Looking after vision "is essential"

Although eyesight is one of the most precious senses humans have, many people do not look after it in the way that they should, and are putting their vision at risk, the International Glaucoma Association (IGA) has warned.

Sarah Zerbib, head of marketing and PR at the IGA, said that people need to make sure they take care of their eyes by having regular eye tests at least every two years, even if their sight seems fine.

She explained that conditions such as glaucoma "creep up on you without warning", as in most cases there are no symptoms in the early stage of the disease.

Figures show that glaucoma affects over 600,000 people aged 40 and over in the UK and only 50 per cent of them have been diagnosed, leaving the other half unaware that they are slowly losing sight.

However, while anybody can develop glaucoma, it becomes much more common with age, especially after 40, Ms Zerbib explained.

When it comes to preventing glaucoma blindness, early diagnosis and compliance with recommended treatments are "essential" to avoid unnecessary sight loss, the specialist noted.

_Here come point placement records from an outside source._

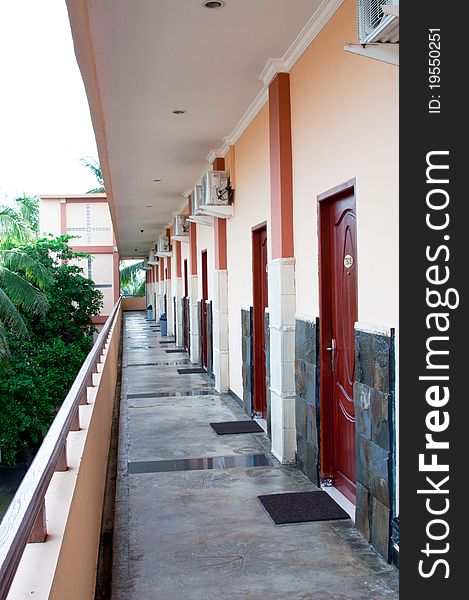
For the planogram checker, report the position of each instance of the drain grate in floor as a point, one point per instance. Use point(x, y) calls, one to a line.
point(174, 394)
point(191, 370)
point(162, 364)
point(199, 464)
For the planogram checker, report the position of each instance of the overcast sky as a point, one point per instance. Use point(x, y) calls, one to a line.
point(45, 126)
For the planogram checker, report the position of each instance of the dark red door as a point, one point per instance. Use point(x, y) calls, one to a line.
point(260, 303)
point(339, 312)
point(204, 307)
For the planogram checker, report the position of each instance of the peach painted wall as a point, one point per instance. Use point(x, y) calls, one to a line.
point(49, 216)
point(184, 256)
point(133, 303)
point(345, 125)
point(101, 233)
point(205, 241)
point(251, 208)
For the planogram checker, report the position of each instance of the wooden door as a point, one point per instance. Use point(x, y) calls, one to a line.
point(260, 303)
point(204, 307)
point(339, 312)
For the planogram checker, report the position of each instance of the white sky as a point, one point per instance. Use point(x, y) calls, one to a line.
point(45, 126)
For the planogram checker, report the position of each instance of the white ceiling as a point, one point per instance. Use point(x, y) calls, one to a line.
point(154, 56)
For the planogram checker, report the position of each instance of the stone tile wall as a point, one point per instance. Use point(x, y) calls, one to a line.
point(374, 411)
point(201, 333)
point(307, 397)
point(247, 359)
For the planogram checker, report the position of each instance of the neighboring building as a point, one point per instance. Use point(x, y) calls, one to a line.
point(289, 294)
point(87, 218)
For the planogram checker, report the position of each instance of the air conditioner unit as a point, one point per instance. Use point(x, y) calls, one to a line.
point(216, 190)
point(181, 225)
point(152, 258)
point(163, 244)
point(196, 200)
point(374, 24)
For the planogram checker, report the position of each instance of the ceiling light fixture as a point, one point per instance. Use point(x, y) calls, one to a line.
point(214, 4)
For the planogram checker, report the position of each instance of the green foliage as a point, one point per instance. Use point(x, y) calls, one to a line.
point(44, 365)
point(19, 223)
point(94, 166)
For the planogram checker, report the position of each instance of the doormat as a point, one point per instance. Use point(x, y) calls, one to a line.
point(302, 507)
point(231, 427)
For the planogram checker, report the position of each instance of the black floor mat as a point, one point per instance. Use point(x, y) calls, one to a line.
point(302, 507)
point(231, 427)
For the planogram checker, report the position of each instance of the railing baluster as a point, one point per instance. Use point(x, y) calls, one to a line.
point(38, 533)
point(75, 425)
point(15, 528)
point(62, 464)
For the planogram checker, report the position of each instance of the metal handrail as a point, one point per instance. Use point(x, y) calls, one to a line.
point(20, 517)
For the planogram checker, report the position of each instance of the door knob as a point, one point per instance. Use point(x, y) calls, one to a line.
point(331, 349)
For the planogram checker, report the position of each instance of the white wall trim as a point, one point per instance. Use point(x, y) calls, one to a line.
point(272, 67)
point(306, 318)
point(310, 31)
point(375, 329)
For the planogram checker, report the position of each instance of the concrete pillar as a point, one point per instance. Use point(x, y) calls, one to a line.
point(193, 295)
point(282, 357)
point(178, 317)
point(178, 291)
point(220, 331)
point(281, 278)
point(193, 320)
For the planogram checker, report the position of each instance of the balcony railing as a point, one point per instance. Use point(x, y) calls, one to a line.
point(25, 519)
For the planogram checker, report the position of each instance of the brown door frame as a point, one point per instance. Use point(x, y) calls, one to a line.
point(204, 269)
point(258, 323)
point(326, 467)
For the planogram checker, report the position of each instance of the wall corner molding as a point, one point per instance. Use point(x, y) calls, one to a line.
point(310, 31)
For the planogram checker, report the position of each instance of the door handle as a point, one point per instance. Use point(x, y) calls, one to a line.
point(331, 349)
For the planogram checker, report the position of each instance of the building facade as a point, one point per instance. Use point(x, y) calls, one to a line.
point(286, 288)
point(87, 218)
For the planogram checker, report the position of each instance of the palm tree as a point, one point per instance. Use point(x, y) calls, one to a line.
point(28, 209)
point(94, 166)
point(22, 283)
point(13, 227)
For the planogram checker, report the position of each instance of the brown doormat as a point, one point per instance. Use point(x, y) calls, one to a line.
point(231, 427)
point(302, 507)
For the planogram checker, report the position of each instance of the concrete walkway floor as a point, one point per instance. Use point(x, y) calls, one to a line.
point(202, 533)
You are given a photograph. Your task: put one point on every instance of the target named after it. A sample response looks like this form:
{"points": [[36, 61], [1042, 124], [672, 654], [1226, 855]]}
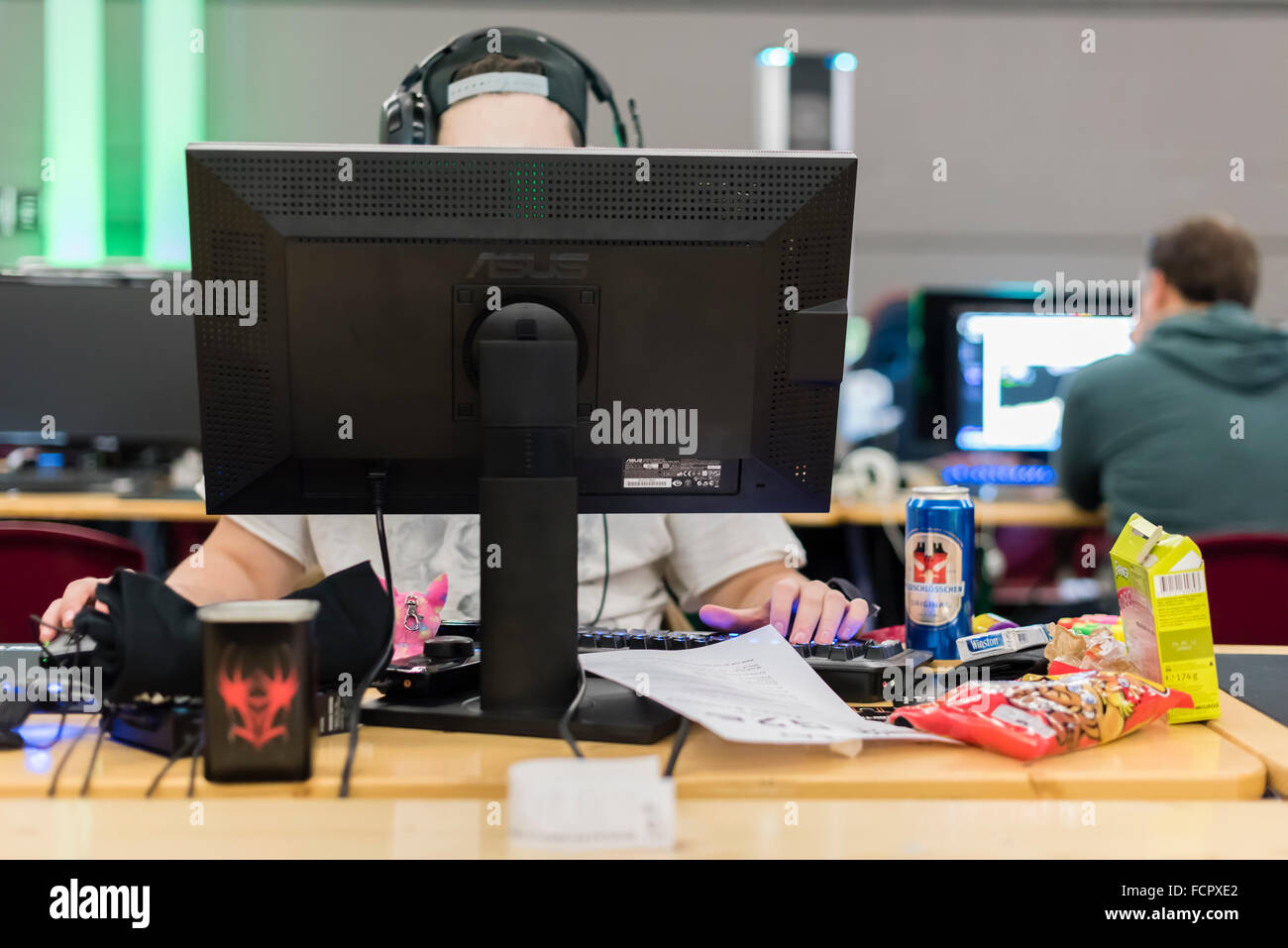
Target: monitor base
{"points": [[608, 711]]}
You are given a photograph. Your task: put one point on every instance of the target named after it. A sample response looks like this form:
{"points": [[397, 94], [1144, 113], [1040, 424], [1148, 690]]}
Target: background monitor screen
{"points": [[1012, 368]]}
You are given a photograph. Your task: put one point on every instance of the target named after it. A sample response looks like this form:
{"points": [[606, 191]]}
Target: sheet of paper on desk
{"points": [[754, 689]]}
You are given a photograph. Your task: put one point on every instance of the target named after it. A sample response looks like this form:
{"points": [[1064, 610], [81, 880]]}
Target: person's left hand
{"points": [[820, 613]]}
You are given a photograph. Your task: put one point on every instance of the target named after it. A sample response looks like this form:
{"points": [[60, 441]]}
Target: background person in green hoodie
{"points": [[1190, 429]]}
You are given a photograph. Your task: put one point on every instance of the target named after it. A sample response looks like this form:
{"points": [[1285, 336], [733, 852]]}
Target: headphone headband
{"points": [[410, 115]]}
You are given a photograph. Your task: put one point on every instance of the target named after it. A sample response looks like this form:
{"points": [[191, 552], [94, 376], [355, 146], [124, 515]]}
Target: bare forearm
{"points": [[235, 565], [751, 586]]}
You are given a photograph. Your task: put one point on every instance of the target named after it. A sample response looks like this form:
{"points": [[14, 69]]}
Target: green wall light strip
{"points": [[72, 163], [174, 114]]}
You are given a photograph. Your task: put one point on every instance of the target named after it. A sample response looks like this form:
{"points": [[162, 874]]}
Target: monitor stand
{"points": [[526, 359]]}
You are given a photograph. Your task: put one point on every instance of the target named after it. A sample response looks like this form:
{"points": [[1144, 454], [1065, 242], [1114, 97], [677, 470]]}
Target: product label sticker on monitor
{"points": [[1013, 366]]}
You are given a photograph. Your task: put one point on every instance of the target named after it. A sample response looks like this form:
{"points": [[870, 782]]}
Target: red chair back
{"points": [[39, 559], [1243, 571]]}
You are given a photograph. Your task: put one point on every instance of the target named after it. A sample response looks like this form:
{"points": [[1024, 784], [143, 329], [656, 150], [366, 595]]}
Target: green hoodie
{"points": [[1190, 430]]}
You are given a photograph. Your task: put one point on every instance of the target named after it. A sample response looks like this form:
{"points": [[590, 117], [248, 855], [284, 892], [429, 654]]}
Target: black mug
{"points": [[259, 679]]}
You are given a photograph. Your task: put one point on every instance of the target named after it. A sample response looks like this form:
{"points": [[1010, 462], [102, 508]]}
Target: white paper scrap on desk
{"points": [[752, 689]]}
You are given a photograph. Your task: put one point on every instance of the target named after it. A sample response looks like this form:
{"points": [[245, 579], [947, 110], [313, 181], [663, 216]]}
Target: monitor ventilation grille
{"points": [[419, 185]]}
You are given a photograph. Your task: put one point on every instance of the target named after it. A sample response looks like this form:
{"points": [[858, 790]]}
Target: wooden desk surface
{"points": [[104, 506], [98, 506], [704, 830], [1158, 763]]}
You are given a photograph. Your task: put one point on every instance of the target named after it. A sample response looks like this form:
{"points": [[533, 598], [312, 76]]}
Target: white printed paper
{"points": [[576, 802], [752, 689]]}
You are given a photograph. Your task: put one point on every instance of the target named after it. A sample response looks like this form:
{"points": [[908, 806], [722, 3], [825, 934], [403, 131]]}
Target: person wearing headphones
{"points": [[734, 566]]}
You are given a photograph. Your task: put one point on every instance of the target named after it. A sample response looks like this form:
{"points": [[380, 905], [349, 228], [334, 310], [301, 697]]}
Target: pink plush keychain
{"points": [[416, 616]]}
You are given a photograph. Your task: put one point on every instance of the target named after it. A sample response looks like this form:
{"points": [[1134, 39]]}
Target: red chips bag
{"points": [[1039, 716]]}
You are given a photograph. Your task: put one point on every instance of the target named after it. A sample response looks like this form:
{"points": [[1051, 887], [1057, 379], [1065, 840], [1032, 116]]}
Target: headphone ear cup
{"points": [[402, 119]]}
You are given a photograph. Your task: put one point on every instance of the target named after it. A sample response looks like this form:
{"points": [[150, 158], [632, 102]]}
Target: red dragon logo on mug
{"points": [[256, 700]]}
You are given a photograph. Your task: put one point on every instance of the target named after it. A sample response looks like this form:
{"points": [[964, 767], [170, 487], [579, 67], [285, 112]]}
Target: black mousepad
{"points": [[1262, 679]]}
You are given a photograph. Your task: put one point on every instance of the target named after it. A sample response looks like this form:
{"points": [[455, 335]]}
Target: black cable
{"points": [[603, 594], [58, 771], [189, 746], [104, 721], [635, 119], [377, 480], [681, 737], [201, 746], [566, 721]]}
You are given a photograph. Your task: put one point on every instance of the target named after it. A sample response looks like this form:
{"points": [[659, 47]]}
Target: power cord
{"points": [[566, 721], [377, 480], [603, 592]]}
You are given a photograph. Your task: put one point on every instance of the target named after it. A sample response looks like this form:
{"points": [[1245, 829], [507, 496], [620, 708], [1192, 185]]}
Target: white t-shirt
{"points": [[691, 552]]}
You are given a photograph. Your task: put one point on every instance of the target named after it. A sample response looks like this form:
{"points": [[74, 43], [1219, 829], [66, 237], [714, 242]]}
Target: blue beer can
{"points": [[939, 569]]}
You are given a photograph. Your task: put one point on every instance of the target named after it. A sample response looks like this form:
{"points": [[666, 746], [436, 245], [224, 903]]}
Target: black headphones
{"points": [[410, 115]]}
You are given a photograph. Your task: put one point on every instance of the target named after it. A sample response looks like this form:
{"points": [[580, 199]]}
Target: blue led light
{"points": [[774, 55], [999, 474]]}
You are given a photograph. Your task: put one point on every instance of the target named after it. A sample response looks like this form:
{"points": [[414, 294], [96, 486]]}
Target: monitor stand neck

She noted that the IGA recently published an advice paper entitled EyeWay Code: Keep your eyes and life on the road after 40 years old, which can be downloaded from its website.

"The EyeWay Code gives readers plenty of information on glaucoma, including an explanation of the condition and its impact on vision, why regular eye tests are important, what to do if you have been diagnosed and where to find more information and support," Ms Zerbib added.

It comes after a recent study by researchers at the University of Medicine and Dentistry of New Jersey, Newark, described how they have analysed and ranked the various risk factors for open angle glaucoma, which include smoking, age and thinning of the neuroretinal rim.